Correspondence to Yliès Falcone.

Additional information

Communicated by Dr. Gerardo Schneider, Gilles Barthe, and Alberto Pardo.

Appendix A: A proof of correctness of the proposed approach

Appendix A: A proof of correctness of the proposed approach

In order to prove the correctness of our approach, we proceed according to the following stages:

  1. 1.

    Introducing a suitable abstraction of the system. In this abstraction, some data is discarded to focus only on the behavior of the system (Sect. A.1).

  2. 2.

    Introducing some intermediate definitions and lemmas (Sect. A.2).

  3. 3.

    Proving that the initial system and the instrumented system are observationally equivalent by showing a weak bi-simulation between them. This is the cornerstone of the correctness of our approach in the sense that it demonstrates that our transformation preserves the initial behavior of the system up to some actions of the monitor.
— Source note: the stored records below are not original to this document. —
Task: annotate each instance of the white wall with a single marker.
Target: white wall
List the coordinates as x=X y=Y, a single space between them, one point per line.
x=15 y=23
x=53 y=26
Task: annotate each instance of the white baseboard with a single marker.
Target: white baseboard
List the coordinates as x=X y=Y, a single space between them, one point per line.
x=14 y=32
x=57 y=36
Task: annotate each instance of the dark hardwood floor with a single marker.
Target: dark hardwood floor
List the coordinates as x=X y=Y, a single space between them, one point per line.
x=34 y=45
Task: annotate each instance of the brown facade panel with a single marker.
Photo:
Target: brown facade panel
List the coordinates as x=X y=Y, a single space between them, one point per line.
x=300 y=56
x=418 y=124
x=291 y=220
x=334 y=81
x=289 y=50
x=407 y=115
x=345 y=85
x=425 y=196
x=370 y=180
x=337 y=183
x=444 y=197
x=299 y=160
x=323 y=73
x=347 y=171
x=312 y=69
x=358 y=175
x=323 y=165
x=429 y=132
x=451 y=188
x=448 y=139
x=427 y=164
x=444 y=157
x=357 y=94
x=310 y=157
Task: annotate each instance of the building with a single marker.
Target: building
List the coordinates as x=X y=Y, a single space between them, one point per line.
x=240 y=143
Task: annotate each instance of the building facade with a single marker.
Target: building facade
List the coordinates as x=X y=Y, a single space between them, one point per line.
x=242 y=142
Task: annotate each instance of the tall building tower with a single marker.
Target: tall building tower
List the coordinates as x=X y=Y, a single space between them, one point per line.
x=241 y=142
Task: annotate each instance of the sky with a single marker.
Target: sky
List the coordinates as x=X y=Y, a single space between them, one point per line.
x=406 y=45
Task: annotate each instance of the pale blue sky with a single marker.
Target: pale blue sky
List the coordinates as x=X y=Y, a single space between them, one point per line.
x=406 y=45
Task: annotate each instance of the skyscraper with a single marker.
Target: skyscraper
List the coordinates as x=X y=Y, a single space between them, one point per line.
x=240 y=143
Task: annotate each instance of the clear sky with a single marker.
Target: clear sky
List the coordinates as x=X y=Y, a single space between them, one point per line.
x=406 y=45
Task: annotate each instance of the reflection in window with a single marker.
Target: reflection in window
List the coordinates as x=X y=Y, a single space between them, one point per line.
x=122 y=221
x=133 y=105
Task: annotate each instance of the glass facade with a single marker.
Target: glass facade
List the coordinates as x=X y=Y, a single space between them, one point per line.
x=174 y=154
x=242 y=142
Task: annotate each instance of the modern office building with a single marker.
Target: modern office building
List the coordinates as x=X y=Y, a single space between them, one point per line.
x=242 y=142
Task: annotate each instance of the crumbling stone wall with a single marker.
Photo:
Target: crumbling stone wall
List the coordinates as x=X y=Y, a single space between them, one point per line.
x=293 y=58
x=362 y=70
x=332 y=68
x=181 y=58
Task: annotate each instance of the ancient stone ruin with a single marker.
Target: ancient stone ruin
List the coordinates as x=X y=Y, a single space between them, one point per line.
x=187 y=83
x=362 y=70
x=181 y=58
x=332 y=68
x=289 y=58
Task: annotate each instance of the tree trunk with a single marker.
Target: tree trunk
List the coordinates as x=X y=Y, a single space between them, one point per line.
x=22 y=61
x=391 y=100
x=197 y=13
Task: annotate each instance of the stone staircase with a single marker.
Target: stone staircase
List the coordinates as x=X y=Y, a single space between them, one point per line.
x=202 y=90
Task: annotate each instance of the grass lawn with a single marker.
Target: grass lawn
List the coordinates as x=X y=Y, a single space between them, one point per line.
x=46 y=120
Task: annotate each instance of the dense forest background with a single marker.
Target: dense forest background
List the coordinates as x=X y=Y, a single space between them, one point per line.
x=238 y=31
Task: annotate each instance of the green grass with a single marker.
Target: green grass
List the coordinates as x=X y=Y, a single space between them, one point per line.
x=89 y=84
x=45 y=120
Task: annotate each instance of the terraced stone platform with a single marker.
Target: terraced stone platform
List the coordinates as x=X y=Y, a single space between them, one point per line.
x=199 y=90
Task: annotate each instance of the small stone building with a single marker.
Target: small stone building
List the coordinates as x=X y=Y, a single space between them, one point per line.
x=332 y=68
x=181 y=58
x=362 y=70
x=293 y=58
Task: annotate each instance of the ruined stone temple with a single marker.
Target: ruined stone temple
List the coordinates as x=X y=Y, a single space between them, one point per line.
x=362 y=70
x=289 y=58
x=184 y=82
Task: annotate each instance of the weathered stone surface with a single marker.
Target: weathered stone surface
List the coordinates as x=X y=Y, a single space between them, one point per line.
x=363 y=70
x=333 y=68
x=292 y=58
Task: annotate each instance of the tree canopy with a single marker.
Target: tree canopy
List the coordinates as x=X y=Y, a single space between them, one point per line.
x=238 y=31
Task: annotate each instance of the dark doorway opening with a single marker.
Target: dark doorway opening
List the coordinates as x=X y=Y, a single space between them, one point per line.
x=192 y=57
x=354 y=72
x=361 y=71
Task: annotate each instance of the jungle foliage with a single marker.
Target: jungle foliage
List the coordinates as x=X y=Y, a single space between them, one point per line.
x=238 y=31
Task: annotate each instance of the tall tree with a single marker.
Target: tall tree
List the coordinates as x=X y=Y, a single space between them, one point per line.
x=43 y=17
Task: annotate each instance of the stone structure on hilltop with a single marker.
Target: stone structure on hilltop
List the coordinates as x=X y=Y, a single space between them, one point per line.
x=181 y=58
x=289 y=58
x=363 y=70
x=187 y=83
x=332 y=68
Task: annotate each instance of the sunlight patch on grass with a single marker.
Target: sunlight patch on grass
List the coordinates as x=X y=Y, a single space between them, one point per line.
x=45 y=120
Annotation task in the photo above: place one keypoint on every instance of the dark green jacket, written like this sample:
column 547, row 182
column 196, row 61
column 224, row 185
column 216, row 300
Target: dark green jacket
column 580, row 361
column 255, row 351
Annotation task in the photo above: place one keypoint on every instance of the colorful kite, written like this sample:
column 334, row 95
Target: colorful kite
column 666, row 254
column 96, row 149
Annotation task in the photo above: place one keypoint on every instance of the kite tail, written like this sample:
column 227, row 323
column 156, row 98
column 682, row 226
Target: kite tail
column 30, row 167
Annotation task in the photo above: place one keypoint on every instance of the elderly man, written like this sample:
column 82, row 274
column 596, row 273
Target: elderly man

This result is proved in Sect. A.3.

  4. 4.

    Proving that our transformation correctly transforms the initial system (Sect. A.4), using some intermediate lemmas from previous stages.

In the following proofs, we will consider several mathematical objects in order to prove the correctness of our framework:

  • an abstract monitor \(\mathcal{A }\!=\!(\Theta ^\mathcal{A },{\theta _{{\scriptscriptstyle \mathrm {init}}}^\mathcal{A }},\varSigma ,\stackrel{}{\longrightarrow }_\mathcal{A }, {\mathbb{B }_{4}},{ver}^\mathcal{A })\);

  • a BIP monitor \(M^\mathcal{A }=(P,L,T,X,\{g_\tau \}_{\tau \in T},\{f_{ \tau }\}_{\tau \in T})\) generated form \(\mathcal{A }\), i.e., \(M^{\mathcal{A }}={\textit{BuildMon}}(\mathcal{A })\);

  • a composite component \(B=\pi (\varGamma (\{B_i\}_{i\in [1,n]}))\) along with its behavior \(C=(Q,A,\stackrel{}{\longrightarrow })\);

  • the instrumented composite component \(B^m=\pi ^m(\varGamma ^m(\{B_i^m\}_{i\in [1,n]}\cup \{M^{A}\}))\) along with its behavior \(C^m=(Q^m,A^m,\stackrel{}{\longrightarrow }_m)\). \(B^m\) is obtained from \(B\) by following the procedure described in Sect. 5.

A.1 Abstracting data

With the objective of simplifying the following proofs, we introduce an abstraction consisting in analyzing the behavior of the involved components without considering some of the data. This abstraction is possible as one can notice that our transformations modify the values of some newly introduced variables but preserve the values of the variables that were present in the initial system.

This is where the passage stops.